Sappiamo che tu sei sempre a conoscenza di moltissime curiosità su Alcamo, ci racconti qualcosa che riguarda la nascita dei quartieri alcamesi?

Partiamo dal Corso VI Aprile, che siamo abituati a considerare, con il suo bel basolato, la strada principale di Alcamo. In passato non era così. Dalle strutture visibili presenti, sia all’angolo tra via Rossotti e il Corso, sia nella parte bassa delle colonne poste accanto la porta d’entrata del Monastero di Santa Chiara, deduciamo che il livello della strada era più rialzato rispetto alla pavimentazione odierna, e che l’andamento del selciato presentava delle irregolarità. Per questo motivo la pietra, sotto un certo livello, si presenta in forma grezza, cosa che fa pensare alle fondamenta anticamente interrate.

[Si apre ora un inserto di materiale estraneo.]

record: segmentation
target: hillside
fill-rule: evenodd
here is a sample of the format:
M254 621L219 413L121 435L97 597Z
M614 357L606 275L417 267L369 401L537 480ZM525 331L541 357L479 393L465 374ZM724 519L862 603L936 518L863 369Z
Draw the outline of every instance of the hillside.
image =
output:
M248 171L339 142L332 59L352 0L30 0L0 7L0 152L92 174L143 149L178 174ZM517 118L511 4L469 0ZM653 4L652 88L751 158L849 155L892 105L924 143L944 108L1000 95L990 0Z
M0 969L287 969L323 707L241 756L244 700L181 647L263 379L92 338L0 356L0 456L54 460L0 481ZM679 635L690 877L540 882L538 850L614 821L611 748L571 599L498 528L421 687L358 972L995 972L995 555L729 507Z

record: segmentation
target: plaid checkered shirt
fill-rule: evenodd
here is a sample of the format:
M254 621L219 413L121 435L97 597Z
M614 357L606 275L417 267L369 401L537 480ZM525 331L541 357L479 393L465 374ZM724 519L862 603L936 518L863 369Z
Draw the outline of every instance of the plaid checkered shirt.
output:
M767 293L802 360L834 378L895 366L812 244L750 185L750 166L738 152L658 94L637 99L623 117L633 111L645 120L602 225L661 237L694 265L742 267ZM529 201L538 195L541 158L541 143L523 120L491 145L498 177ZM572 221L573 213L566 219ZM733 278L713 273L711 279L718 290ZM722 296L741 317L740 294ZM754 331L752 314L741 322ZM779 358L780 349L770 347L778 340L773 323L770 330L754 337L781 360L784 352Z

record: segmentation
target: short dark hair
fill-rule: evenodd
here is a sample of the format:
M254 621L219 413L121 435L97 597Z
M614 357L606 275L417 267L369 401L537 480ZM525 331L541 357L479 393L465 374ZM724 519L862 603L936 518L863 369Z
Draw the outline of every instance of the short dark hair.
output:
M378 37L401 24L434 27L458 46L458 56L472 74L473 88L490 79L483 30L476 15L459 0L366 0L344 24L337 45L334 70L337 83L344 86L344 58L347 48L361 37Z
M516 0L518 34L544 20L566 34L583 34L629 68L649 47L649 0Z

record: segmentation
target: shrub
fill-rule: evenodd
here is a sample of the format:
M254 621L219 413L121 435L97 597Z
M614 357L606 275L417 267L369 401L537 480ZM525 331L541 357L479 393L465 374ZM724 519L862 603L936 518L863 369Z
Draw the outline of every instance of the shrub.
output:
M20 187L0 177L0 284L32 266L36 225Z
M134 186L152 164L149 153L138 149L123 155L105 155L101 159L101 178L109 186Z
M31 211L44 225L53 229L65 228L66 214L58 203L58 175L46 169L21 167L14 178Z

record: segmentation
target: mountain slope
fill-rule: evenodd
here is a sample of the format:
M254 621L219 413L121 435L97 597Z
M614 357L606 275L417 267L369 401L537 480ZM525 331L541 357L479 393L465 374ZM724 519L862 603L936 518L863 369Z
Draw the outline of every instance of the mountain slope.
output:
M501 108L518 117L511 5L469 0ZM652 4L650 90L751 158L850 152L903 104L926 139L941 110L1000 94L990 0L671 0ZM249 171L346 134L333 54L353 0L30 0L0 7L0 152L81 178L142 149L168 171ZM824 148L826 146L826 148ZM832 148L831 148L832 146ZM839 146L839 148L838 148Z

Inoltre questo monastero presenta un’altra peculiarità, notate qualcosa di strano?

Ci sembra che la parete del monastero sia divisa a metà, da una specie di angolo in pietra…

… molto bene. Se guardiamo la conformazione dell’edificio possiamo notare come la base di questa “divisione” richiami delle strutture che fanno da angolo esterno ad altri palazzi. Come potete ben vedere, la suddetta struttura si trova perfettamente allineata al limite della via posta di fronte. Inoltre, ho avuto notizia che le suore del monastero, all’interno del quale è presente un giardino, si riferivano ad esso chiamandolo “strada”. Unendo questi indizi possiamo dedurre che il monastero ha interamente inglobato il tratto di via che separava i due isolati.

Sembrerebbe una dimostrazione di potere che a quel tempo questo monastero poteva esercitare sulla città, a discapito dell’ordinata struttura cittadina.

Si, infatti, questo è l’unico punto a non rispondere al criterio della simmetria che si ripete in ogni strada, a destra e a sinistra della via Rossotti. Cosa inversa successe invece a San Francesco.

Che intendi dire?

La chiesa e il monastero di San Francesco, all’atto della fondazione occupavano uno spazio lontano dall’abitato. Ancora nel XVII secolo il Convento di San Francesco si trovava sul lato nord della chiesa omonima, ostacolando il prolungamento del Corso VI Aprile. Per superare tale impedimento, il 25 novembre del 1611, i giurati di Alcamo decisero di intraprendere una singolare transazione con i frati del convento. I giurati concessero ai francescani il diritto di potere esigere per un triennio, a cominciare dal 1613, la “gabellamcarnis grani unius […] ad effectumexpendenti pro fabrica novi conventusSancti Francisci…”, ovvero la tassa sulla macellazione delle vacche con la quale i frati avrebbero potuto pagare le spese per la costruzione del nuovo convento a Sud (n.d.r. sul lato opposto alla precedente ubicazione. Prima, infatti, esso si trovava a coprire l’ultimo tratto del Corso VI Aprile che sbocca in Piazza Bagolino). Lo scopo del comune era quello di allungare il percorso della strada fino all’estremità est della città, senza deviarne il suo corso rettilineo.

La nuova porta si aprì nel 1616 e, contemporaneamente, si demolirono le cappelle del SS. Crocifisso, di San Marco, e il chiostro del vecchio convento. I frati ebbero i soldi necessari per edificare la nuova struttura religiosa e i cittadini guadagnarono la possibilità di raggiungere la strada per Palermo in maniera più agevole. Se, infatti, mi aveste chiesto la direzione per Palermo, nel 1615, avrei risposto indicando la fine di via Rossotti, nella quale si apriva la “vecchia Porta Palermo”. Quella attualmente conosciuta come Porta Palermo, è quindi la “nuova”, ed è il frutto della demolizione delle vecchie cappelle che si trovavano sul naturale proseguimento del Corso VI Aprile.